There were 921 households, out of which 49.1% had children under the age of 18 living with them, 46.1% were married couples living together, 29.4% had a female householder with no husband present, and 18.1% were non-families. 14.4% of all households were made up of individuals, and 2.7% had someone living alone who was 65 years of age or older. The average household size was 4.0 and the average family size was 4.4.
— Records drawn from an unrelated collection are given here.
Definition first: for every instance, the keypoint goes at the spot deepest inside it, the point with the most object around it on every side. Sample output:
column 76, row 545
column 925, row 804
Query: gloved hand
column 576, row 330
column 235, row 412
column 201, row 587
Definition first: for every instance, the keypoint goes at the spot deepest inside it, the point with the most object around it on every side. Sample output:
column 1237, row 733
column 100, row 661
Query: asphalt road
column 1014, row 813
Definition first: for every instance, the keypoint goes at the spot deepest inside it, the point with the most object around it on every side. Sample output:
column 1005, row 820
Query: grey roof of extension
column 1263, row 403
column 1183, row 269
In the CDP, the population was spread out, with 42.1% under the age of 18, 8.7% from 18 to 24, 28.0% from 25 to 44, 15.8% from 45 to 64, and 5.4% who were 65 years of age or older. The median age was 24 years. For every 100 females, there were 96.4 males. For every 100 females age 18 and over, there were 96.2 males.

The median income for a household in the CDP was $13,412, and the median income for a family was $14,219. Males had a median income of $16,216 versus $22,563 for females. The per capita income for the CDP was $4,615. About 57.5% of families and 58.8% of the population were below the poverty line, including 62.4% of those under age 18 and 56.5% of those age 65 or over.
==Transportation==
San Carlos Apache Nnee Bich'o Nii Transit provides transportation on the reservation and to Safford and Globe.

==Education==
San Carlos is served by the San Carlos Unified School District.